= Supervillains (role-playing game) =

Tabletop superhero role-playing game

Supervillains is a superhero role-playing game published by Task Force Games in 1982.

==Gameplay==
Supervillains, set in New York City, is a combination of a board game and a role-playing game involving tactical combat between superheroes and supervillains. It is a "generic" superhero game that is not associated with a line of comics such as Marvel or DC.

The game comes with a board map and cardboard counters representing the pregenerated heroes and villains. A few role-playing rules are included.

==Publication history==
Supervillains was designed by Rick Register and published by Task Force Games in 1982.

==Reception==
Steve Perrin reviewed Supervillains for Different Worlds magazine and stated that "In general, I think that Supervillains might prove to be an entertaining diversion for one to two players, as the tactical elements of the game could provide enough variety for several play sessions. It also gives some ideas for a supervillain-point-of-view campaign, and a nice, if undetailed map of the boroughs of New York. However, don't expect to find a complete role-playing game."

In Issue 56 of The Space Gamer, Steve List commented that "While super-powered villains are the stuff of comic books, a game about them must be designed at a level demonstrating more sophistication than a comic book. SV fails in this regard. Mr. Register has a vivid imagination, but has failed to translate his ideas into a coherent form. Coupled with this is the typical lack of care shown by [Task Force Games] in proofreading, editing, and organizing their products. The combination is deadly. Avoid Supervillains."

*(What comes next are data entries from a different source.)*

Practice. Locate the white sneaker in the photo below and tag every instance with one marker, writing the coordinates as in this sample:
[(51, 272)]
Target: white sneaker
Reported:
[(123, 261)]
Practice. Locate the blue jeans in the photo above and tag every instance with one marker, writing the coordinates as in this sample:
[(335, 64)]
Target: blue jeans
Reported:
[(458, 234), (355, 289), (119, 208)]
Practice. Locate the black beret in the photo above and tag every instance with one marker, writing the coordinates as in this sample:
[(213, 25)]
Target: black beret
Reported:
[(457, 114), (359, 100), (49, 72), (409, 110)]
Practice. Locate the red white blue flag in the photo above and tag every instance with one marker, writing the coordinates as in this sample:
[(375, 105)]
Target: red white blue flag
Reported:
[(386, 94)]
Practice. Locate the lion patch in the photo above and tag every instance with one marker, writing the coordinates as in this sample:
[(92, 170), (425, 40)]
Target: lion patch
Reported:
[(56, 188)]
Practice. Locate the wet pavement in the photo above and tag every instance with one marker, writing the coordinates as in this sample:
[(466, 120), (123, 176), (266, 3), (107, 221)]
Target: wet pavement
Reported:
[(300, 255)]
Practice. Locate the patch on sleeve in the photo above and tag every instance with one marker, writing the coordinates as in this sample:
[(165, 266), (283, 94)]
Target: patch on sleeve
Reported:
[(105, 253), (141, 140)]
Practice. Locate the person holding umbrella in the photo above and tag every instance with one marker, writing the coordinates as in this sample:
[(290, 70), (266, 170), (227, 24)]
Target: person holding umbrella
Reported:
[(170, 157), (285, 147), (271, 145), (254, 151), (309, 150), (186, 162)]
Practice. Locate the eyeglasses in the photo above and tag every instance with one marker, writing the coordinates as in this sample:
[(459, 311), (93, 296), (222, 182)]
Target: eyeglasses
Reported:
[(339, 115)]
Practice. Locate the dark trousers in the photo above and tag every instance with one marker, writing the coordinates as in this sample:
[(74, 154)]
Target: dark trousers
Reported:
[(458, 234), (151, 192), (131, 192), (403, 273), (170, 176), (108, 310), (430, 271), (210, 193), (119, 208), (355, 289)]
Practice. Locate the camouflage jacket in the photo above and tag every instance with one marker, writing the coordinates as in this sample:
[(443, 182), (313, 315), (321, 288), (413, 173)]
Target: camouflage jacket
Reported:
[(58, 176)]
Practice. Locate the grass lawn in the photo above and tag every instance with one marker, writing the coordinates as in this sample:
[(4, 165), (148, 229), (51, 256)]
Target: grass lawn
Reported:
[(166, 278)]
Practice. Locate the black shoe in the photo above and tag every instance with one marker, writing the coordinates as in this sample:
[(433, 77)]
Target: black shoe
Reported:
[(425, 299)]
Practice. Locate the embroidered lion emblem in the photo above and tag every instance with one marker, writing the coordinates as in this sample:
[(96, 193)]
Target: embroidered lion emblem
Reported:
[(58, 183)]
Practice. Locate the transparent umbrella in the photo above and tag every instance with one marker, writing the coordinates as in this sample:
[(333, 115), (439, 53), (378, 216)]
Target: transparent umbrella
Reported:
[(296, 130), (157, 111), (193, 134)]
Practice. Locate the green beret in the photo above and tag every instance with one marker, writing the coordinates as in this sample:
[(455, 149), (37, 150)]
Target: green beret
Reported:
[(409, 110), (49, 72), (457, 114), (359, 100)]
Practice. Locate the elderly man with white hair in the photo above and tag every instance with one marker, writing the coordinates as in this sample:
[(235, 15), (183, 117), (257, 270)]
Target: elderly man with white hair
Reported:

In his 1990 book The Complete Guide to Role-Playing Games, game critic Rick Swan questioned whether this was a role-playing game at all, writing, "there's a lot more board-gaming than role-playing, and it's dismal board-gaming at that." Swan found the rules were "so full of holes that the players are virtually forced to invent their own game." Swan concluded by giving this game a dismal rating of only 1 out of 4.